North Tyneside Council tenants’ past and present are being invited to contribute their memories towards a display at the council’s annual tenants’ event on Thursday August 1, celebrating 100 years of council housing.
The 1919 Housing Act heralded a huge council house building programme across the country in the decades since, including over 30,000 homes in North Tyneside. This nationwide expansion included early replacements for slum dwellings and households bombed out during the two World Wars, as well as major new estates to meet growing post-war demand.
To support celebrate this centenary North Tyneside Council wants to hear resident’s stories, pictures and other memorabilia for a display at the council’s Quadrant East office, Cobalt Business Park.

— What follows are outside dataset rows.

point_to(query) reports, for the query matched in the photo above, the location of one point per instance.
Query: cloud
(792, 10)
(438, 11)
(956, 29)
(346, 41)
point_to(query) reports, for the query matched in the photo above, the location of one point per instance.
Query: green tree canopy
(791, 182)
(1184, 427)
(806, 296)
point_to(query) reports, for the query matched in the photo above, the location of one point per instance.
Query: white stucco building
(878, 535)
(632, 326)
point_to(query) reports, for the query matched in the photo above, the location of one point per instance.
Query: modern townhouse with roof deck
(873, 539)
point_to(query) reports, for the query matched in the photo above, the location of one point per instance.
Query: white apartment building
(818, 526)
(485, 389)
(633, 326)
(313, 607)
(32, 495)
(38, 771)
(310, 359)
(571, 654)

Cllr Steve Cox, North Tyneside Council’s Cabinet Member for Housing, said: “Many thousands of families have benefitted from council homes in North Tyneside over the years, and our display is about marking this significant contribution to our communities.
“We have been searching council archives and libraries for some of this exciting material, and I hope as many people as possible dig out their own personal memorabilia and let us know so we can include it in the display.”
Some of the first council homes built in the borough after the Act was passed were in Wallsend in 1920. A cornerstone laid by the then Mayor of Wallsend commemorates the commencement of the Wallsend Housing scheme which is still there today, located on St Peters Road, Holy Cross, Wallsend.
Now housing engagement officers are in the process of collecting items from photographs to rent books that will be shown on August 1, and they want contributions from residents who have lived in a North Tyneside Council house.